There is definitely room for improvement, though. Lots of room. Looking forward to that.

*Fresh From The Smoker*













IMG_20161218_181533120_zps2qniqxee.jpg



__ tedr
__ Dec 21, 2016






*Mmmm...Bacon*













IMG_20161218_184845332_zpsfuqv73fm.jpg



__ tedr
__ Dec 21, 2016






So now my question. To my eye, the pink color is much lighter than I anticipated. The meat color does become richer as it is fried, but not much.
Based on my boring brine and quick, hot smoke profile, does the color look "appropriate" to those more well-versed on bacon-smithing?
Comments welcome!

Cheers, Ted

.


----------



## SmokinAl (Dec 22, 2016)

It looks to me like it wasn't cured long or strong enough, no bacon flavor.

This is the brine recipe many of the guys use.

http://www.smokingmeatforums.com/t/110799/pops6927s-wet-curing-brine

As you can see your brine was low on cure #1.

I'm no expert on curing, but I thought salt & sugar were needed for proper curing too.

Also most of the guys that hot smoke, never use that much heat & don't take it to that high of an IT.

Al


----------



## daveomak (Dec 22, 2016)

TedR said:


> So I recently made my first attempt at bacon.  I was a bit spooked by it all, so I kept my process very simple:
> 
> 12lbs 'dressed' belly, skin removed and cut into 6 portions, approx 2-3 lbs each.
> 8 days wet cure in 150ppm Prague #1 brine solution (6tsp per 3 gallons water). No other additives to brine, just powder & water.
> ...


Ted, evening...   Good job for you first attempt.....   The cure, salt and sugar was a little light as Al mentioned...  

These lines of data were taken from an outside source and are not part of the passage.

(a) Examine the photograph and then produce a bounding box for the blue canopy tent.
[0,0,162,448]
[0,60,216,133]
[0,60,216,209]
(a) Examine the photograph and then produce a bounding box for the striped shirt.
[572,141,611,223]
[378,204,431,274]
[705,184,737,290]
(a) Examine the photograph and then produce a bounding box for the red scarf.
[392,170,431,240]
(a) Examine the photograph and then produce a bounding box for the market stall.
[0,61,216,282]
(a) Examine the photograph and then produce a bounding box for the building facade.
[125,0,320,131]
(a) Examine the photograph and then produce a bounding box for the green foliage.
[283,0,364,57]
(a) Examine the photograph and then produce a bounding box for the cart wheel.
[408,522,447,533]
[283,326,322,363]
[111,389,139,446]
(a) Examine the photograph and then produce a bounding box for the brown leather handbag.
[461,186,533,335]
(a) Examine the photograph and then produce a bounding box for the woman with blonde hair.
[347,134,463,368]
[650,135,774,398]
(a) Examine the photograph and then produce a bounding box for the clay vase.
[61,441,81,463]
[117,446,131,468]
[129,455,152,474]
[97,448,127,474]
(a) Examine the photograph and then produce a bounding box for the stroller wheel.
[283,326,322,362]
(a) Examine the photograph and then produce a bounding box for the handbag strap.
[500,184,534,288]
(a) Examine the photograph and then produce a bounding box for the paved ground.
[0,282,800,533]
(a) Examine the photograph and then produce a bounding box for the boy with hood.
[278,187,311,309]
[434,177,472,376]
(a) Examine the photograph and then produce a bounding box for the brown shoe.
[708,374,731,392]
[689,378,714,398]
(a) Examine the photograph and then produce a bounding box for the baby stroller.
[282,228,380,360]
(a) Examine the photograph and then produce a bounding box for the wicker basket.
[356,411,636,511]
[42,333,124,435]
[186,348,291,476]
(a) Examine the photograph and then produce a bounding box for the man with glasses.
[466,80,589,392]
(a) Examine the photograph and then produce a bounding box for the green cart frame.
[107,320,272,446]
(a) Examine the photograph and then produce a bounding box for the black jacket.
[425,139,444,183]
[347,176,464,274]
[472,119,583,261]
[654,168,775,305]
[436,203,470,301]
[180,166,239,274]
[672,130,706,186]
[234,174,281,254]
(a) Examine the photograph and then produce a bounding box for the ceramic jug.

May I suggest, when you  brine cure, you weigh the water, all ingredients and the meat...   cure #1 should be used at a rate of 1.1 grams per pound or 1 tsp. per 5 pounds or total weight times 0.25%... all 3 are the same calculation...   water about 8.3 #"s per gallon...  meat at 12#'s ...  you had 37#'s of stuff + any salt and sugar which brought the total around 40#'s...   that's 8 tsp. cure...  so you were close enough...

Then add salt and sugar...      If you like 2 % salt, add 1.75% salt because the cure is adding 0.25%......   sugar, I suggest 1% to help offset the salt...  you can make adjustments on the next batch for personal preference.. 

In the bucket time.... minimum 2 weeks so the sugar has time to penetrate the meat...   sugar is a bigger molecule and takes longer to move around in the meat...  
 

You are good to go....  enjoy your new addictive hobby... 

May I suggest trying cold smoking your bacon at least once to taste the difference.....

Dave


----------



## wade (Dec 23, 2016)

I find that wet brined bacon usually stays lighter in colour than dry cured bacon but I think Dave and Al have hit the nail on the head. More cure in the brine and a longer soak time. The bacon still looks good though.


----------



## disco (Dec 24, 2016)

DaveOmak said:


> Ted, evening...   Good job for you first attempt.....   The cure, salt and sugar was a little light as Al mentioned...
> 
> May I suggest, when you  brine cure, you weigh the water, all ingredients and the meat...   cure #1 should be used at a rate of 1.1 grams per pound or 1 tsp. per 5 pounds or total weight times 0.25%... all 3 are the same calculation...   water about 8.3 #"s per gallon...  meat at 12#'s ...  you had 37#'s of stuff + any salt and sugar which brought the total around 40#'s...   that's 8 tsp. cure...  so you were close enough...
> 
> ...


I have been following Dave's advice on this for some time now. I really believe it improves the cure!

Disco


----------